O prazo do Imposto de Renda 2026 termina às 23h59 desta sexta-feira (29), e milhões de contribuintes ainda correm contra o relógio para enviar a declaração à Receita Federal. Quem é obrigado a declarar e perder o horário limite pode enfrentar multa e pendências no CPF.
Até a noite de quinta-feira (28), cerca de seis milhões de pessoas ainda não haviam enviado o documento, o equivalente a aproximadamente 11% dos 44 milhões de contribuintes esperados pela Receita neste ano.
A proximidade do fim do prazo também aumentou o interesse dos brasileiros pelo tema. Segundo o Google, as buscas sobre Imposto de Renda cresceram 60% nos últimos sete dias, impulsionadas principalmente por dúvidas sobre entrega, multa, restituição e preenchimento correto da declaração.
O documento deve ser enviado pelo aplicativo, pelo site ou pelo programa da Receita Federal. Após as 23h59 desta sexta-feira, os contribuintes obrigados que não entregarem a declaração passam a ficar sujeitos às penalidades previstas.
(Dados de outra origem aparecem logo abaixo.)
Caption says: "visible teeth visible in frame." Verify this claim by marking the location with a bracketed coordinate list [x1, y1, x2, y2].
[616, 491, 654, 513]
Quem não declarar dentro do prazo pode receber multa mínima de R$ 165,74. O valor pode chegar a até 20% do imposto devido, conforme a situação do contribuinte. Além disso, o CPF pode ficar com pendências de regularização, exigindo a apresentação da declaração ou retificações posteriores.
A obrigatoriedade de entrega segue critérios definidos anualmente pela Receita Federal. Em 2026, deve declarar quem recebeu rendimentos tributáveis acima de R$ 35.584, além de contribuintes com rendimentos isentos, não tributáveis ou tributados exclusivamente na fonte acima de R$ 200 mil.
Também entram na lista pessoas que tiveram ganho de capital na venda de bens ou direitos, realizaram operações em bolsa acima de R$ 40 mil ou tiveram ganhos líquidos sujeitos ao imposto. Quem obteve receita bruta de atividade rural superior a R$ 177.920 também precisa enviar a declaração.
Outras situações obrigam a entrega, como passar à condição de residente no Brasil, optar por isenção no ganho de capital na venda de imóvel residencial para compra de outro imóvel no país, declarar bens no exterior, ser titular de trust ou atualizar bens e direitos no exterior a valor de mercado.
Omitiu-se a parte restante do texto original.